[SPARK-48798][PYTHON] Introduce `spark.profile.render` for SparkSession-based profiling #47202

ueshin · 2024-07-03T21:24:00Z

What changes were proposed in this pull request?

Introduces spark.profile.render for SparkSession-based profiling.

It uses flameprof for the default renderer.

$ pip install flameprof

run pyspark on Jupyter notebook:

from pyspark.sql.functions import pandas_udf

spark.conf.set("spark.sql.pyspark.udf.profiler", "perf")

df = spark.range(10)

@pandas_udf("long")
def add1(x):
    return x + 1

added = df.select(add1("id"))
added.show()

spark.profile.render(id=2)

On CLI, it will return svg source string.

'<?xml version="1.0" standalone="no"?>\n<!DOCTYPE svg  ...

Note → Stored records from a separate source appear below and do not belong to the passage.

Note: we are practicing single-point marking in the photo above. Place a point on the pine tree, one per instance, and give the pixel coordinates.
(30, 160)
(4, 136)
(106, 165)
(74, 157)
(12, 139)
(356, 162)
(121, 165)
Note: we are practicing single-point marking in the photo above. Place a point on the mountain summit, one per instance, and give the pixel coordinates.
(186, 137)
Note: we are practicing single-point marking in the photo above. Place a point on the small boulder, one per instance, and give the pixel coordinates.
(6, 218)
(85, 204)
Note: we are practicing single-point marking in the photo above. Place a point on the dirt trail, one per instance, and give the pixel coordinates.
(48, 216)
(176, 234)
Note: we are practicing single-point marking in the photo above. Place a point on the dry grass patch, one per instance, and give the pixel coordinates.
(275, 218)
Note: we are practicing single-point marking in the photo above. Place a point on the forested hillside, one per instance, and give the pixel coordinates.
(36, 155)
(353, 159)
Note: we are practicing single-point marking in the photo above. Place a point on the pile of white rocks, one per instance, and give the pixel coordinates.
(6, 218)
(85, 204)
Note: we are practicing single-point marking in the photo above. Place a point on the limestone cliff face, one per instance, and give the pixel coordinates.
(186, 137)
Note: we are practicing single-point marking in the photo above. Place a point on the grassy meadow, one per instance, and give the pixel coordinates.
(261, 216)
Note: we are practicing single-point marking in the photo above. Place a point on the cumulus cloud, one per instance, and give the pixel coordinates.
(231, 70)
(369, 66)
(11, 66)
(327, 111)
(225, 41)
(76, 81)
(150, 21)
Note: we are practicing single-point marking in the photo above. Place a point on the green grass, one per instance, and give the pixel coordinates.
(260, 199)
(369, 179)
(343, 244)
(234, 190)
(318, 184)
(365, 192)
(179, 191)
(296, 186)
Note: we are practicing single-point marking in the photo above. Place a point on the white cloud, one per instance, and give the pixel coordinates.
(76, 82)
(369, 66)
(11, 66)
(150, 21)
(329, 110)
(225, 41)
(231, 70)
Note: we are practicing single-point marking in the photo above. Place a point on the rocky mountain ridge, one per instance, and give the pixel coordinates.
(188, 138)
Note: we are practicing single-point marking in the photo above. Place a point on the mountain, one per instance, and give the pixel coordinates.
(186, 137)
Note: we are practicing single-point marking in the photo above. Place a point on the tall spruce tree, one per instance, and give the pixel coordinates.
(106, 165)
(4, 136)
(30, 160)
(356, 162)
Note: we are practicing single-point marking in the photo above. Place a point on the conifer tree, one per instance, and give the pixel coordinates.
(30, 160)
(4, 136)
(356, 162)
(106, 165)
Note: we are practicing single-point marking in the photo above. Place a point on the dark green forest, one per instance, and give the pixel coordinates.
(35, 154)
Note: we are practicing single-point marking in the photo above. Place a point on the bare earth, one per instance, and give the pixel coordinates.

Currently only renderer="flameprof" for type="perf" is supported as a builtin renderer.

You can also pass an arbitrary renderer.

def render_perf(stats):
    ...
spark.profile.render(id=2, type="perf", renderer=render_perf)

def render_memory(codemap):
    ...
spark.profile.render(id=2, type="memory", renderer=render_memory)

Why are the changes needed?

Better debuggability.

Does this PR introduce any user-facing change?

Yes, spark.profile.render will be available.

How was this patch tested?

Added/updated the related tests, and manually.

Was this patch authored or co-authored using generative AI tooling?

No.

python/pyspark/sql/profiler.py

xinrong-meng · 2024-07-03T22:33:50Z

LGTM, thank you for working on that!

ueshin · 2024-07-08T22:46:05Z

The test failures seem not related to this PR.

ueshin · 2024-07-08T22:46:21Z

Thanks! merging to master.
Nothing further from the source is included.